If I had a dollar for every time I was asked what an accounting, financial planning or legal firm was worth, I would be a very wealthy woman. Of course, my reply is generally, “how long’s a piece of string” or “that depends on a number of factors such as ……….”.

One of the hardest aspects to consider is how each specific attribute or characteristic of a firm compares to the marketplace and impacts upon its particular overall value. This is probably my greatest criticism of online or template driven valuation software/programs. How does the user really know which of the five choices (for example) under a particular question is actually most applicable to them or their client? We can all have the ‘rose coloured glasses’ on when it comes to our own view of our business but it’s very hard to be independent and objective.

An excellent example of the disparity that can be found in practice values is when I consider all the valuations that we have completed over the past 40 years. The lowest result was 19 cents in the dollar of fees for an accounting practice and the highest was $1.36 in the dollar of fees for a multidisciplinary firm.

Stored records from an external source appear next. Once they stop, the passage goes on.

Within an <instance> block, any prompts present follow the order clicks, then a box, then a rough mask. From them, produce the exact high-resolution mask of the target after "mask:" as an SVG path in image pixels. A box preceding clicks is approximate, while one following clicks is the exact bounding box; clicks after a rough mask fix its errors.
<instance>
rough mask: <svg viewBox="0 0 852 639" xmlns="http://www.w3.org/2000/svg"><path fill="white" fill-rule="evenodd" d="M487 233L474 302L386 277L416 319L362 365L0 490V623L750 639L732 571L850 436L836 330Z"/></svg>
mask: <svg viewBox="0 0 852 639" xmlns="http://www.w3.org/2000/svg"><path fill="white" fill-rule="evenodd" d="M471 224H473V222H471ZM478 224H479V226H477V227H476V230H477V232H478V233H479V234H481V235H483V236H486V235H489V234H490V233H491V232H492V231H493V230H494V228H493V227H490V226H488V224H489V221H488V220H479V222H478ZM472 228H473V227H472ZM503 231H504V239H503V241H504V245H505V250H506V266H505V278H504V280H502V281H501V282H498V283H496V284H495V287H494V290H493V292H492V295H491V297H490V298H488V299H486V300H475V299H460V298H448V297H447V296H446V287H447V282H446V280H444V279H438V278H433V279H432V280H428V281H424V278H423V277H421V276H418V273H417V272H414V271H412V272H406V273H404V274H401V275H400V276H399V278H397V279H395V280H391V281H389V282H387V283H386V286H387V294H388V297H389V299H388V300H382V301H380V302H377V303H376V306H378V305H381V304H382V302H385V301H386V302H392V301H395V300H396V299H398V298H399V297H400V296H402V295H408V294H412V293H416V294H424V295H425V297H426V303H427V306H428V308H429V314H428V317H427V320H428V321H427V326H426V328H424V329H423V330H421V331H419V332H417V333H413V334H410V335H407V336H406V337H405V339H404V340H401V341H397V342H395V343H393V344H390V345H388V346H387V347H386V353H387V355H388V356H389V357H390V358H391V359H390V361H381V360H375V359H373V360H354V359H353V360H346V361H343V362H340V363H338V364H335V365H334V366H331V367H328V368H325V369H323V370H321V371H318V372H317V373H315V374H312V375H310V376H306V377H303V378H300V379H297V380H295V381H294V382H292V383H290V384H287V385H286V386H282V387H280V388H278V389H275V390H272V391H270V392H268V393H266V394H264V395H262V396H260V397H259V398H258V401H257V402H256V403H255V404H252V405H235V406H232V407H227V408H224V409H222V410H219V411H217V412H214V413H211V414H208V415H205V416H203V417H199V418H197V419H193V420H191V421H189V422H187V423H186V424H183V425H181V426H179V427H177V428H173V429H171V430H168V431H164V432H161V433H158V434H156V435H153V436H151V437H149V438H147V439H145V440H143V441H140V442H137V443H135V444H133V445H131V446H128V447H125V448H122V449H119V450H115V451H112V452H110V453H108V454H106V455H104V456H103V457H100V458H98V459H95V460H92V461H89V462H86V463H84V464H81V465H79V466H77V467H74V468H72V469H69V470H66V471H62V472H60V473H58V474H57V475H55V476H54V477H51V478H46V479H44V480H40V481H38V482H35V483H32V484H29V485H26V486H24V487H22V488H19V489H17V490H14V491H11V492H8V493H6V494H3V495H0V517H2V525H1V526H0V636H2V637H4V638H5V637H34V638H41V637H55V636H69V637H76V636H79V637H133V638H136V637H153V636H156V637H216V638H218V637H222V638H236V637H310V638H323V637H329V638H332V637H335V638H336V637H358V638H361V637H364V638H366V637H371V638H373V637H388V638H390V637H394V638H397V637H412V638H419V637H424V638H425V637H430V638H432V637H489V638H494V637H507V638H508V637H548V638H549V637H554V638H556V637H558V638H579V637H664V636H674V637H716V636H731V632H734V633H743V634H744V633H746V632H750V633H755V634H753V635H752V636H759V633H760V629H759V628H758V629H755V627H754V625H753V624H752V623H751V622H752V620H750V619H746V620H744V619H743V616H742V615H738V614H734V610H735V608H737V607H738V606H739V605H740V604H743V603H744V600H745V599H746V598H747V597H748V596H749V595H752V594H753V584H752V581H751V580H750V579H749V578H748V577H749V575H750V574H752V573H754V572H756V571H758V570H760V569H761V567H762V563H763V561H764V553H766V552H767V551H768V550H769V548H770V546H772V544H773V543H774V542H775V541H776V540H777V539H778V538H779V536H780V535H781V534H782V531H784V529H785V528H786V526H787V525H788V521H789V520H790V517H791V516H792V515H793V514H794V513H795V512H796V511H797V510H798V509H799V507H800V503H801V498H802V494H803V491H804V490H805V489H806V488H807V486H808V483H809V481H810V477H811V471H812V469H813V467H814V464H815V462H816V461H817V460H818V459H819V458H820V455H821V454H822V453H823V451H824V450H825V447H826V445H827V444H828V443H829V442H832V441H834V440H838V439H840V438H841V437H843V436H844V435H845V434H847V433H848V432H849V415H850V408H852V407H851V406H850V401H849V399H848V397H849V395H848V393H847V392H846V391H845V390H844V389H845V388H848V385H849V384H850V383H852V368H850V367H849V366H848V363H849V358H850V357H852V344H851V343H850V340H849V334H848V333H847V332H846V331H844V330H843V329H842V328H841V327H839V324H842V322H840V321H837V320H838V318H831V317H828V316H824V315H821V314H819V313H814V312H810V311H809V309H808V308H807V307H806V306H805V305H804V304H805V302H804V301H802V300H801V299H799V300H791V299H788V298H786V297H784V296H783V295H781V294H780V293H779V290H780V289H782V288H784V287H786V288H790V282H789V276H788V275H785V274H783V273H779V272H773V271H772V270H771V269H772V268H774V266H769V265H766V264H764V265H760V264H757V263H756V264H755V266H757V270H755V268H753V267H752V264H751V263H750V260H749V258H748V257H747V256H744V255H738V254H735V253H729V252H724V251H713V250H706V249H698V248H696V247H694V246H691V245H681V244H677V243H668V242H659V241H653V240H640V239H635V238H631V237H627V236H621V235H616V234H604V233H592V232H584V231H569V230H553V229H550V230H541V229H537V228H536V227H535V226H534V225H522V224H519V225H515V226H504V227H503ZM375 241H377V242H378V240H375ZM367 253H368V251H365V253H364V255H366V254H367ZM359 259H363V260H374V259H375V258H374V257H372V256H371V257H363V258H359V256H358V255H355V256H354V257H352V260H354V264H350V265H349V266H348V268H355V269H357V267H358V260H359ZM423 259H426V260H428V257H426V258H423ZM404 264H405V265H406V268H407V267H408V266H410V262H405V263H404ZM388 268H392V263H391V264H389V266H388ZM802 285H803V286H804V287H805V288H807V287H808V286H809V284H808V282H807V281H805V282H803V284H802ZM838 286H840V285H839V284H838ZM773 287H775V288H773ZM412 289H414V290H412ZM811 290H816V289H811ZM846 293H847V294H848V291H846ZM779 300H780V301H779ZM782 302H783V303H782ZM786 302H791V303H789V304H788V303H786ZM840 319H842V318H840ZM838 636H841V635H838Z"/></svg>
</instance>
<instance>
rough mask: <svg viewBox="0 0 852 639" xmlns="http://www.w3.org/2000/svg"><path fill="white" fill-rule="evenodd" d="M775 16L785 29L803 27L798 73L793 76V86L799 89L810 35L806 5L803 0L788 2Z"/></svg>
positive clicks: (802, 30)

However, generally a good proportion of them equated to a value of somewhere between 50 and 80 cents in the dollar. As a side bar, for us, cents in the dollar is simply a unit of measurement with which the profession is familiar.

So, let’s think what this actually means for the parties involved in such a transaction, the vendor and purchaser. If we take an accounting practice with $1 Mill in fees, the potential range for goodwill value in this instances could be somewhere between $190,000 and $900,000. This is a huge variance. But even if we say between $500,000 and $800,000, this is still somewhat of a significant range. Naturally, the specific purpose or proposal in terms of the transaction will also be fundamental to the process and its derived value.

Moving forward, how is a decision reached in circumstances such as above? No doubt the person selling will want $800K or more and the person buying will want to pay a fair value at the most. This can result is some really tense negotiations, which from experience, can end without an outcome. Naturally, the negotiation could always end up splitting the difference, but in the example above that still could mean a difference of $150K.

Importantly, as valuers, we are the first to agree that small differences in value between the involved parties should hopefully be able to be resolved without a valuation. If all parties are in agreeance regarding value, then a valuation is neither necessary, nor beneficial. However, when the cost of a valuation is only $6K – $8K in most instances, or less for short form valuations, going through the valuation process can certainly add value to an equity exchange. It provides an independent party’s view about the value of that particular practice, from which all parties can then negotiate and be satisfied with the outcome and value that is subsequently paid. Such a result is far better than potentially receiving too little, paying too much, or having one of the parties in the negotiation walk away without an outcome.

Valuations can be conducted for a range of reasons such as the entry or exit of equity holders, the sale or purchase of a practice, the sell down of equity to another party, stamp duty or CGT purposes, general strategic planning, inclusion within proprietorship agreements, succession planning, to underpin risk insurance or marital breakdown situations, just to name a few. The valuation process can be conducted throughout the calendar or financial year, however for those firms expecting to experience a change in ownership or equity around December 31st – January 1st, we recommend you start thinking about initiating the process soon to enable sufficient negotiation time in the lead up to these dates.